Hello friends! So, since I have brought all of you with me on this little trip, how about I tell you all about what happened?
First of all, I did end up having surgery yesterday. (What did you do yesterday?)
Let's talk about how I feel about this.
1. This means I am no longer pregnant. I lost the baby. This is very sad. Cause I loved this little one. And besides a few ultrasound photos that made my baby resemble some sort of alien creature, that is all I'll ever have.
1. Heavenly Father has been helping me a lot. I don't know why this had to happen. But I know it's his plan. That doesn't stop the sadness, but it does make it somehow ok.
2. Growing closer with Hod. This has been really hard. Because Hod and I are living in this city hours away from family, we haven't had anyone else to turn to.
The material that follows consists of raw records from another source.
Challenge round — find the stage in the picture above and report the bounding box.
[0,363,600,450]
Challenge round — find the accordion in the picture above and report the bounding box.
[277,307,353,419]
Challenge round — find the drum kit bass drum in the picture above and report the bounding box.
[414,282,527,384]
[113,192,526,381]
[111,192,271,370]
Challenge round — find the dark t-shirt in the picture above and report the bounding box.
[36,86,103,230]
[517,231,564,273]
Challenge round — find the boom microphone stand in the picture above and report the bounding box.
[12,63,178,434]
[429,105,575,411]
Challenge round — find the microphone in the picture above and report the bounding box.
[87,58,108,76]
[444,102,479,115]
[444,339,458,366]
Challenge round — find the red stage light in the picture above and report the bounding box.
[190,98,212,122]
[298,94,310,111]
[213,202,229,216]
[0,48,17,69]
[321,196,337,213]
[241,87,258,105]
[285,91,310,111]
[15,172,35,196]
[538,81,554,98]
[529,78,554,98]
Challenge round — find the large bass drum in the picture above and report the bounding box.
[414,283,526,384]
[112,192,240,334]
So, even though it's been rough, we are closer.
3. Being done with this issue. Really. I have been worrying, and stressing, and doing everything I could to keep this baby, knowing that there wasn't anything I could or couldn't do.
4. *WARNING, BIG SHARING PENALTY AHEAD* though I haven't been bleeding for the past 3 weeks, I have had what we have named the brown mucus of death. Instead of blood, this has been coming out. There are some theories that I at one point was pregnant with twins. If that is true, I actually had a miscarriage about 3 weeks ago. And my body has been decomposing Jr. #1 for weeks. Hence the smell of death coming from me on a constant basis. Which is really not fair when you have a pregnant nose so every time you use the restroom you smell death.
So, to recap... This has been sad. But Hod and I both agree that we are glad it's over. We have been so stressed about all of this for a month. And now, we're done.
Surgery was fine. I was completely unconscious. There were no complications. I felt wonderful yesterday, I took some ibuprofen last night before I went to bed, because I've been told that the pain comes a while after the surgery. So I took some just to make sure I could rest well. There wasn't any pain last night, and there hasn't been any today. I'm pretty tired, but I feel great. My mom came up to be with me because we didn't know how I would be, and really, it was kind of like just having a fun sleepover with my mom. And I had an excuse to be a little lazy. That's kind of nice.
So dear friends. I'm good. I've gotten a lot of comfort from the one true place you can get it. And life is good. Thank you for all of your prayers, I know they have helped. But know that I'm good. This will all be fine. I love you all!